A Foodie's Insider Tour

Food & Wine Trails organizes tours that explore cultures through cuisine

By: Candace Murphy

SONOMA, Calif. They had all scrubbed in. Their prep work, finished. There was nothing left but to take the time-honored pledge to the profession. “Raise your right hand and repeat after me,” intoned the instructor to the group of 19 fresh-faced students. “I will ... from this day forward ... have nothing to do ... with people ... who use green bell peppers.”

The Oath of the Green Pepper is a requirement in this classroom. For the students gathered in this kitchen just off a leafy, shaded stretch of Sonoma’s West Spain Street are on a four-day epicurean adventure through Sonoma County that has been organized by Food & Wine Trails.

Based in Sonoma and a division of HMS Travel, Food & Wine Trails organizes tours from Tuscany to Tahiti that explore the world and its cultures through food and wine.

It is nationally respected experts like the leader of the green pepper oath in this case, John Ash, who was one of the first to put Sonoma County on the map back in 1980 with his eponymous restaurant that have made these tours a cult hit among those passionate about food.

“Developing a niche like this was necessary for survival in the travel industry,” says Food & Wine Trails President Larry Martin. “The baby boomers have done the beach trip. The days of lounging around on a vacation are gone. Now it’s all Palm Pilots and cell phones. The only thing that can compete is enrichment travel. It’s multitasking people learn while they enjoy their time.”

Though the overseas trips typically last eight to 12 days, the Sonoma County tour is only four.
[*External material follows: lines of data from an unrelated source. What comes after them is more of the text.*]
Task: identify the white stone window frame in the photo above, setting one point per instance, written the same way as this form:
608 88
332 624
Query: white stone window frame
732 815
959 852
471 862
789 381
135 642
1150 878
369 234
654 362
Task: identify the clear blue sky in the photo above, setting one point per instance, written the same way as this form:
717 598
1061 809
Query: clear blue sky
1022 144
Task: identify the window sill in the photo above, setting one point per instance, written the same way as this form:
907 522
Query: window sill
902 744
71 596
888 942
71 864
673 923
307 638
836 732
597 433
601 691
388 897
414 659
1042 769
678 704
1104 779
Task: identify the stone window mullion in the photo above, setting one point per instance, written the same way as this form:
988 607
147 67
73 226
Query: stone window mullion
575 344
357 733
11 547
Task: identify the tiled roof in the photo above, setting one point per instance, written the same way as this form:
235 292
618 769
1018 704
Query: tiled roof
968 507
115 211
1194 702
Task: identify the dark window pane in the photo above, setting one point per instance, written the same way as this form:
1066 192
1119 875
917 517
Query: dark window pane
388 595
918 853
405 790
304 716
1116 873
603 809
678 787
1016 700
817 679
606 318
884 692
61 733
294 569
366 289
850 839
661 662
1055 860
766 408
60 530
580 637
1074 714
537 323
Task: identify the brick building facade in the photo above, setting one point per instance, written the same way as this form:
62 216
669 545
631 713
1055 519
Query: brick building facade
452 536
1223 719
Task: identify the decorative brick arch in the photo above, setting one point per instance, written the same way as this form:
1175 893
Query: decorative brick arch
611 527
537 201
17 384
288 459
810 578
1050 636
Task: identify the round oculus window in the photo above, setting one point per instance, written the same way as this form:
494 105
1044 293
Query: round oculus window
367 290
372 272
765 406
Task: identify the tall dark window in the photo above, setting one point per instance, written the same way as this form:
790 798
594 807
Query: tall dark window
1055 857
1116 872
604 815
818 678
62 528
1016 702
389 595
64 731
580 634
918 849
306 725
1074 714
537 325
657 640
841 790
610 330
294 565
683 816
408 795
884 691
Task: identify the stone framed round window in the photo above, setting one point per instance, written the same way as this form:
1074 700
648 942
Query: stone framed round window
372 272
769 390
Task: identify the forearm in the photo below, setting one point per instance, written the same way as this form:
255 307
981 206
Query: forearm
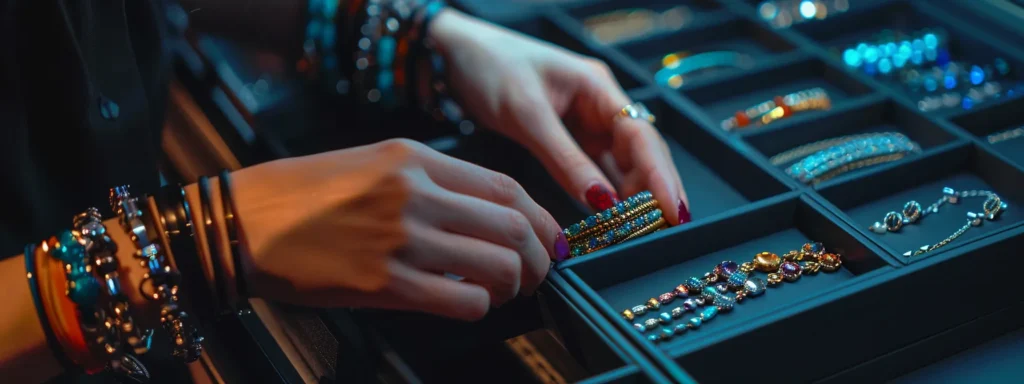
270 25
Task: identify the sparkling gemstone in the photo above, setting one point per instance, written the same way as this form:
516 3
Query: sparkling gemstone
893 221
682 292
639 310
695 284
83 290
722 287
755 287
667 333
725 303
652 303
726 268
708 312
767 261
665 317
813 248
736 280
678 312
689 304
829 262
911 211
694 323
666 298
791 270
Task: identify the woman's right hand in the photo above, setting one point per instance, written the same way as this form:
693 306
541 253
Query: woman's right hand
379 226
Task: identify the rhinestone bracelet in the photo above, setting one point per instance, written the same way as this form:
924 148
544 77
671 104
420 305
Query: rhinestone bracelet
851 154
1006 135
912 212
712 291
779 108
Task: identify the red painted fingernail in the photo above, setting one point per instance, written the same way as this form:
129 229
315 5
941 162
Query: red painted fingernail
561 247
600 198
684 213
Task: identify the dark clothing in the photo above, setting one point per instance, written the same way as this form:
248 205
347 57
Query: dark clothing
82 96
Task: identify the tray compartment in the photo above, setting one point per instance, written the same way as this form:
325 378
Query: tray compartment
866 200
657 263
864 116
909 22
1005 118
756 43
722 99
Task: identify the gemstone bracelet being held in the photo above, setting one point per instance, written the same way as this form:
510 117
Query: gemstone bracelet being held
827 159
779 108
912 213
712 291
634 217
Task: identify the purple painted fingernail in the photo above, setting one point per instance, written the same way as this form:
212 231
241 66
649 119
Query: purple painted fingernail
684 213
561 247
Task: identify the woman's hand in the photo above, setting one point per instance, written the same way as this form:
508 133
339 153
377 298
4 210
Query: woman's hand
526 89
380 225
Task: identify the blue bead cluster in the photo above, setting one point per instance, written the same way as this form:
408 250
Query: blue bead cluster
608 214
820 163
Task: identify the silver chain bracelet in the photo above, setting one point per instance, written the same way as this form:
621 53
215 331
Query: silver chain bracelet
912 212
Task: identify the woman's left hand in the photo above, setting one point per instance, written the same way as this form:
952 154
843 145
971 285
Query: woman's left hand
562 107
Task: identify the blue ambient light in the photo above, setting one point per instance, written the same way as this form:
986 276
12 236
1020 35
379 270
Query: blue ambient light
885 66
851 57
977 75
807 9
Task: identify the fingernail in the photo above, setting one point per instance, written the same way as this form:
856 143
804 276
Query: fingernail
600 198
684 213
561 247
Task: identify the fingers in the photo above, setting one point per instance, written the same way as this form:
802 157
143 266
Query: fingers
485 221
498 268
467 178
637 147
547 138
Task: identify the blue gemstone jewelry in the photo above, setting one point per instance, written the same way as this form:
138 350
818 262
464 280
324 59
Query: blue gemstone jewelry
837 156
893 221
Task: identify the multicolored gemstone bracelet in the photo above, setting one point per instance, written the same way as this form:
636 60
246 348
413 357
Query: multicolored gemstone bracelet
834 157
712 291
779 108
636 216
912 212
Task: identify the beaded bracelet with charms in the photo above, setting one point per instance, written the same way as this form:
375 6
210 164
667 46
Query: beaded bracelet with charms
728 276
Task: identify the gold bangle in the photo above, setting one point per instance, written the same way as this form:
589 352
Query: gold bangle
614 221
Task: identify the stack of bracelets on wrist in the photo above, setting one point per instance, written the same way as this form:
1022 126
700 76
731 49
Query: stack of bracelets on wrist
826 159
709 295
76 283
634 217
779 108
373 48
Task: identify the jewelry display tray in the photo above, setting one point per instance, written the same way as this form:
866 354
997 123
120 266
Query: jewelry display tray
883 314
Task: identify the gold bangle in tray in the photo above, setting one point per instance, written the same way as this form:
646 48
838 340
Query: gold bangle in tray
616 219
851 155
779 108
1006 135
646 223
624 25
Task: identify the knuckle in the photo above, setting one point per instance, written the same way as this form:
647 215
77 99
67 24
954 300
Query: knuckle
518 229
506 190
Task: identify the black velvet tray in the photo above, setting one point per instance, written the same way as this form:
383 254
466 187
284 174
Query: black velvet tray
850 324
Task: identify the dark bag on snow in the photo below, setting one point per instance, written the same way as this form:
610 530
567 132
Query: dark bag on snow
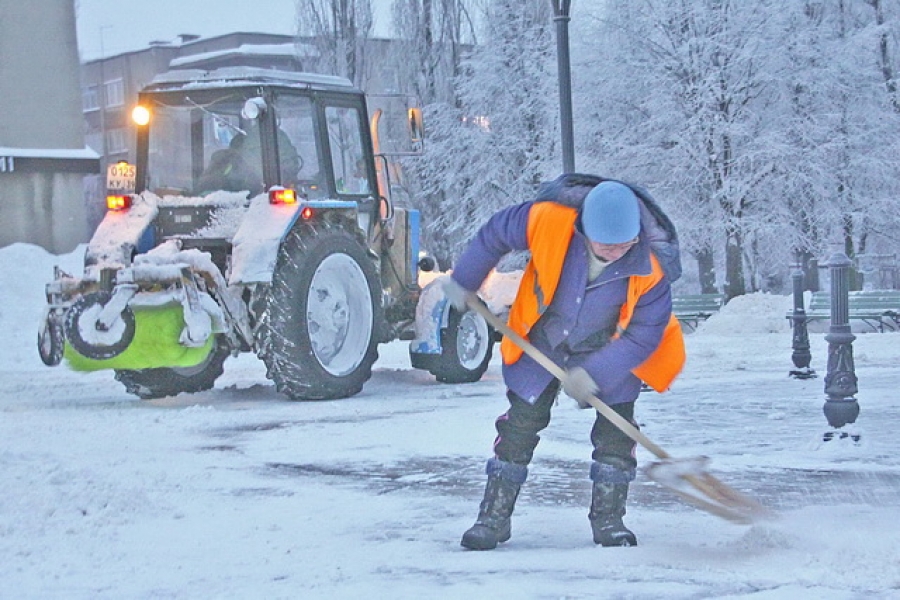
570 189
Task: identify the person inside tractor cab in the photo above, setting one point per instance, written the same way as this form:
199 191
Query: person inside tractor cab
229 170
249 145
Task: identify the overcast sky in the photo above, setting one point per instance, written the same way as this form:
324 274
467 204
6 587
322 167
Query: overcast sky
108 27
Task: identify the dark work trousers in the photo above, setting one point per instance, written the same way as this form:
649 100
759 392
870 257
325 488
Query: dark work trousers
518 427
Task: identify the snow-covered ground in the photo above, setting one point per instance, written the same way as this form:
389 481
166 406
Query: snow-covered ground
238 493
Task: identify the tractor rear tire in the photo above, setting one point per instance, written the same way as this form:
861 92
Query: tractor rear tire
319 323
148 384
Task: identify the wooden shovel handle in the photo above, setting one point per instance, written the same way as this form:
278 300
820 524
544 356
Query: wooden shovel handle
615 418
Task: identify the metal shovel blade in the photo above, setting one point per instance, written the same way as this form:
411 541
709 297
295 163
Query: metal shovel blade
689 480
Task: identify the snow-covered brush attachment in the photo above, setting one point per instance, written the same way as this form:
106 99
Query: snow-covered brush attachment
687 478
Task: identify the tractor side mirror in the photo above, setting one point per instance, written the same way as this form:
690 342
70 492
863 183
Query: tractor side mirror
253 108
But just like the other tours, there is barely time to breathe.

Throughout the four days and nights, the travelers, who hail from points as distant as Texas and Florida, will enjoy a private tour of the Davis Bynum Winery and a Thai cooking class.

They’ll rise at the crack of dawn to see the backstage workings of the Della Fattoria Bakery. They’ll sidestep droppings at a sheep farm as they make their way to a rusty shack to make homemade mozzarella cheese.

And no less than Kathleen Stewart, formerly of Chez Panisse, will teach a private lesson on how to make apple galettes at Healdsburg’s Downtown Bakery.

At Bellwether Farms, in Valley Ford, Calif., Cindy Callahan and her son, Liam, tromp around in rubber boots as they make creme fraiche, ricotta, crescenza and carmody cheeses by hand in small batches.

Food & Wine Trails shines the spotlight on family farms, artisanal products and the practice of sustainable agriculture. In essence, they are tours that define the slow food movement, which stresses the importance of taste, preparation and presentation of food and drink, and the importance of the source and quality of ingredients used in food preparation.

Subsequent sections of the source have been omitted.